我试图从file1获取pos和alt字符串以匹配其中的内容 file2,相当简单。但是,file2在第17个拆分元素/列中具有值 最后一个元素/列(第340个),其中包含字符串,例如1/1:1.2.2:51:12 我也想过滤。

我想从file2中提取包含/匹配pos和alt的file2中的行。 此后,我想进一步过滤仅包含特定结果的匹配结果 第17个拆分元素/列中的值。但要做到这一点,价值观必须如此 被“:”拆分,所以我可以过滤split [0] =“1/1”并拆分[2]> 50.问题是 我不知道该怎么做。

我想我将不得不迭代这些并分裂,但我不知道该怎么做 因为代码目前处于循环中,我想要过滤的值是列而不是行。

任何建议都会非常感激,我从周五开始就遇到了这个问题 尚未找到解决方案。

import os,itertools,re
file1 = open("file1.txt","r")
file2 = open("file2.txt","r")

matched = []

for (x),(y) in itertools.product(file2,file1):
    if not x.startswith("#"):
            cells_y = y.split("\t")
            pos_y = cells[0]
            alt_y = cells[3]

            cells_x = x.split("\t")
            pos_x = cells_x[0]+":"+cells_x[1]
            alt_x = cells_x[4]

            if pos_y in pos_x and alt_y in alt_x:
                    matched.append(x)

for z in matched:
    cells_z = z.split("\t")
    if cells_z[16:len(cells_z)]:

2 个答案:

答案 0 :(得分:0)

您的要求不明确,但您的意思是:

for (x),(y) in itertools.product(file2,file1):
    if x.startswith("#"):
        continue

    cells_y = y.split("\t")
    pos_y = cells[0]
    alt_y = cells[3]

    cells_x = x.split("\t")
    pos_x = cells_x[0]+":"+cells_x[1]
    alt_x = cells_x[4]

    if pos_y != pos_x: continue
    if alt_y != alt_x: continue

    extra_match = False

    for f in range(17, 341):
        y_extra = y[f].split(':')

        if y_extra[0] != '1/1': continue
        if y_extra[2] <= 50: continue
        extra_match = True
        break

    if not extra_match: continue

    xy = x + y
    matched.append(xy)

我选择将x和y连接到匹配的数组中,因为我不确定你是否想要所有的数据。如果没有,请随意回到附加x或y。

答案 1 :(得分:0)

您可能需要查看csv库,它可以使用tab作为分隔符。您还可以使用生成器和/或警卫来使代码更加pythonic和有效。我认为你使用索引的方法效果很好,但是在尝试修改道路时很容易中断,或者如果文件行改变形状则更新。您可能希望创建对象(我在最后一部分使用NamedTuples)来表示您的线条,并使其更容易阅读/改进。

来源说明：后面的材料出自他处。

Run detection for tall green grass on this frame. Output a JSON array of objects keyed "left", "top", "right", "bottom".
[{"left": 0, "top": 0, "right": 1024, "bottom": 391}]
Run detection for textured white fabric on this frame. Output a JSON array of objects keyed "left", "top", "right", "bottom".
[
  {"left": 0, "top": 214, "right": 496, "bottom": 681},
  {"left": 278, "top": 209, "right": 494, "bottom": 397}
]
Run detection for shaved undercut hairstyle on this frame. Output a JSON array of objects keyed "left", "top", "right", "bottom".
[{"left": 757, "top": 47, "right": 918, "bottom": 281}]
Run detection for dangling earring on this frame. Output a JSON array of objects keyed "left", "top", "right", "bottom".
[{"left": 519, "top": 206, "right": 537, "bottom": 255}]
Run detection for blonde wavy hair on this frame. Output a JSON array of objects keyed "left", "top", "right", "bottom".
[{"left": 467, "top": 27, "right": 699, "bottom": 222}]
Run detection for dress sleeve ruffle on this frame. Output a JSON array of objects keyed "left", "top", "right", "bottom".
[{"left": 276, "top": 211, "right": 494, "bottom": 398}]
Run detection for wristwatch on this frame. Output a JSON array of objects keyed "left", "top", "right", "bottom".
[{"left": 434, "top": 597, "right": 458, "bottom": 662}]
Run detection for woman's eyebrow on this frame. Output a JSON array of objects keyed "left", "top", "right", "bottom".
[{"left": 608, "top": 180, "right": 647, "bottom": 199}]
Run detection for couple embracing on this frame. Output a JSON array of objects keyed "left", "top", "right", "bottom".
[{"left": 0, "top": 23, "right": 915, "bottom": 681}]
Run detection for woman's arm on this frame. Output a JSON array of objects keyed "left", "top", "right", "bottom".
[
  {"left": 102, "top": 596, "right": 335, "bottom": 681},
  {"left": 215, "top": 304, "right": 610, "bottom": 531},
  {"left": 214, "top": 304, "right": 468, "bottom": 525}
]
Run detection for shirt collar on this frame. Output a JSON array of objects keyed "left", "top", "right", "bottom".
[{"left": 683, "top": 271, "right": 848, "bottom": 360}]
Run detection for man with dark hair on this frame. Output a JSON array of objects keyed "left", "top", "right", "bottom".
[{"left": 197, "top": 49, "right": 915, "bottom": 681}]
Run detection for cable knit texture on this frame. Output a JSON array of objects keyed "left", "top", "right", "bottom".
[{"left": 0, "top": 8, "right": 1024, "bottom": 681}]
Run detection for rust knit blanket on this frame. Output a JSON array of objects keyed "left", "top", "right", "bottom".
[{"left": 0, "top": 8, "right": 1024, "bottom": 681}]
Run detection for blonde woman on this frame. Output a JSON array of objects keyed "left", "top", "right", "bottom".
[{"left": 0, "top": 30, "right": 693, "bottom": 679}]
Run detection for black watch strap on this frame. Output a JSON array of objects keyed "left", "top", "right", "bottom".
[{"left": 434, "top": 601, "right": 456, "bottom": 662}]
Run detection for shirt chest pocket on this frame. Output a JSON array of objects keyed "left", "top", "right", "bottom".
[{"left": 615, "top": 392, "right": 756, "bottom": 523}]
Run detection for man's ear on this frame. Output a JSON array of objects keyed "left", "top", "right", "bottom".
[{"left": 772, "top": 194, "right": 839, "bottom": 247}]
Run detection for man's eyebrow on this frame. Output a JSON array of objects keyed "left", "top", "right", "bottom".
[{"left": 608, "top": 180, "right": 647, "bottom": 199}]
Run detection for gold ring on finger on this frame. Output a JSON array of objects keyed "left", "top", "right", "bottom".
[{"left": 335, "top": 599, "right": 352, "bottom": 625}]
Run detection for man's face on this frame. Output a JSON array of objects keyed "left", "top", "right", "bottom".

最后,请记住,Python有一个快捷功能,比较&#39; if&#39;

例如:

if x_evaluation and y_evaluation:
    do some stuff

当x_evaluation返回False时,Python将完全跳过y_evaluation。在您的代码中,每次迭代循环时都会计算cells_x[0]+":"+cells_x[1]。我没有存储这个值,而是等到更简单的alt比较评估为True,然后再进行(相对)更重/更粗的检查。

import csv

def filter_matching_alt_and_pos(first_file, second_file):
    for x in csv.reader(open(first_file, 'rb'), delimiter='\t'):
        for y in csv.reader(open(second_file, 'rb'), delimiter='\t'):
            # continue will skip the rest of this loop and go to the next value for y
            # this way, we can abort as soon as one value isn't what we want
            # .. todo:: we could make a filter function and even use the filter() built-in depending on needs!
            if x[3] == y[4] and x[0] == ":".join(y[:1]):
                yield x

def match_datestamp_and_alt_and_pos(first_file, second_file):
    for z in filter_matching_alt_and_pos(first_file, second_file):
        for element in z[16:]:
            # I am not sure I fully understood your filter needs for the 2nd half. Here, I split all elements from the 17th onward and look for the two cases you mentioned. This seems like it might be very heavy, but at least we're using generators!
            # same idea as before, we abort as early as possible to avoid needless indexing and checks
            for chunk in element.split(":"):
                # WARNING: if you aren't 100% sure the 2nd element is an int, this is very dangerous
                # here, I use the continue keyword and the negative-check to help eliminate excess overhead. The execution is very similar as above, but might be easier to read/understand and can help speed things along in some cases
                # once again, I do the lighter check before the heavier one
                if not int(chunk[2])> 50:
                    # continue automatically skips to the next iteration on element
                    continue
                if not chunk[:1] == "1/1":
                    continue
                yield z


if __name__ == '__main__':
    first_file = "first.txt"
    second_file = "second.txt"
    # match_datestamp_and_alt_and_pos returns a generator; for loop through it for the lines which matched all 4 cases
    match_datestamp_and_alt_and_pos(first_file=first_file, second_file=second_file)

第一部分的命名元组

from collections import namedtuple
FirstFileElement = namedtuple("FirstFrameElement", "pos unused1 unused2 alt")
SecondFileElement = namedtuple("SecondFrameElement", "pos1 pos2 unused2 unused3 alt")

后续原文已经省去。